覚悟を決めたように目を閉じて、ぱくりといく。
次の瞬間、ククノの目が大きく開かれた。
「……美味しい」
「そうだ、堕ちるがいい。この甘美なる世界に」
ふははははと聖女が高笑いをする。
「……なにをやっていますの?」
そこへ声をかけるおじさんだ。
「げえええ!」
とても乙女らしくない声をあげる聖女だ。
「あ、おかえりなさい。御子様」
「ククノ、ここではリーと呼んでくださいな」
「うう?」
妹がおじさんを見ている。
御子様がなんのことかわからないらしい。
なので、おじさんがかんたんに説明してやる。
聖樹国で信仰の対象になっている風の大精霊と仲が良いと。
「ほええ……そんなところにも繋がりがあるんだ」
聖女が感心している。
「ちょっとした縁があったのですわ」
聖女といえど、女神様関連のことは話しにくいおじさんだ。
「ところでエーリカは何か用があったのですか?」
「うんにゃ、べつに。今日は学生会がビブリオバトルの準備してるから、ケルシーと先に帰ってきた」
要は戦力外通告を受けたということだろう。
なにせ蛮族だから、書類仕事にはとことん向いてない。
「……そうですか。まぁククノの相手をしてくれて助かりましたわ」
そう言えば、とクロリンダを探すおじさんだ。
彼女はククノと知己のはずである。
「リーはどうしてたの?」
「わたくしですか?」
ん~と少し考えこむおじさんだ。
「わたくしは聖樹国に用があったのですわ。そこのククノとお話があったので」
「へえ……」
「春からの留学生ですのよ、ククノは。それで引き受け先になる王家にご挨拶に行ったりしていましたわね」
ラケーリヌ家のことは伏せておくおじさんだ。
「そうなんだ。王家の預かりって大変じゃないの?」
「べつに王家だからといって特別なことはありませんわよ。もちろん礼儀作法や王国の考え方など勉強することは多いでしょうが」
うへえと声をあげる聖女だ。
「クロリンダはどうしましたの?」
疑問を口にするおじさんだ。
だが、ケルシーはどら焼きに夢中である。
「ケルシーの侍女さんなら、アドロスさんに呼ばれてたわよ」
「……そうですか。
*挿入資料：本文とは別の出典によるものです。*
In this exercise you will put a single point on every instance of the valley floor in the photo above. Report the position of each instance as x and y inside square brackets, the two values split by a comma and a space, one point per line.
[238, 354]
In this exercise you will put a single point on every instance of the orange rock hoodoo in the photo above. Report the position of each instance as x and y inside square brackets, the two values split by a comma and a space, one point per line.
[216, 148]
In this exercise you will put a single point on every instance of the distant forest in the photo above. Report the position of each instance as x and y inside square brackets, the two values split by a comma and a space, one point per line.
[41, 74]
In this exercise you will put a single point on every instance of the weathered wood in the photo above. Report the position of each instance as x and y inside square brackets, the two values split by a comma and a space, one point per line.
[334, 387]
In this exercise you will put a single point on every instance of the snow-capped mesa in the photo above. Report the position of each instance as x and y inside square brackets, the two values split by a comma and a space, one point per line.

まぁいいでしょう」
侍女がお茶を淹れてくれる。
今回は花茶だ。
茶葉で玉を作り、その中心に干した花を入れたものである。
お湯を注ぐと、茶葉がはがれ、中にある花がゆっくりと開いていく。
こちらはカフェインが含まれる。
なので、母親たちにはださなかったのだ。
「ほええ……きれいなお茶ねえ」
「でしょう?」
聖女がどら焼きをぱくつく。
お茶をのみながら。
「テケリ・リ、テケリ・リ」
おじさんの宝珠次元庫から、シンシャが顔をだす。
そして、一通の手紙を吐きだした。
「お利口さんですわね」
と、シンシャをなでるおじさんだ。
ついでに魔力も持って行かれるが、どうということはない。
「あら? お母様からですわね」
手紙を開くおじさんだ。
「ん~そういうことですか」
「どったの?」
「いえ、少し面倒なことになったなと」
手紙の内容はラケーリヌ家についてだ。
転移陣の設置について書かれていた。
母親は王妃に相談したようである。
どうせヴァネッサはこちらにきたがるだろうから、と。
それには王妃も同意したようだ。
だが、きたらきたで帰らない可能性が高い。
なので、事前に手を打っておけという話である。
おじさんはかまわない。
転移陣の設置など、さほどの手間でもないのだから。
ただし、カイという伯父が面倒なだけである。
あと、そうなったらラケーリヌだけという訳にはいかないだろう。
サムディオの本家とも転移陣を繋ぐ必要がでてきそうだ。
仲間はずれになるから。
今代のラケーリヌ家とカラセベド公爵家は縁戚である。
が、それを言い出せば、三つの公爵家と王家はぜんぶそうだ。
「そう言えば、エーリカ。コントレラス侯爵家の奥方とはどうですの?」
「どうもこうもないわよ」
と、嫌そうな顔をする聖女だ。
「あの一件から、見直されたというか。なんかちょっと扱いがちがうんだもん。いきなりだと慣れないわよ」
「ん~まぁ礼儀作法に関しては早めに身につけておいた方がよさそうですわね」
「え!? なんでそーなるの?」
「礼儀作法を身につけるって大変ですもの。しっかりお勉強しておかないと」
「いーやーだー!」
ごねる聖女である。
そんな聖女の身体が持ち上げられた。
「特訓ですね! お嬢様!」
侍女である。
喜々とした表情だ。
今日は不完全燃焼だったのだろう。
「え? ちょ……」
「な、なにをするだー!」
ケルシーも捕まっていた。
「さ、行きますわよ!」
蛮族たちは声を揃えて叫んだ。
「リー! 助けてええええ!」
「ご武運を」
今回ばかりは甘やかさないおじさんであった。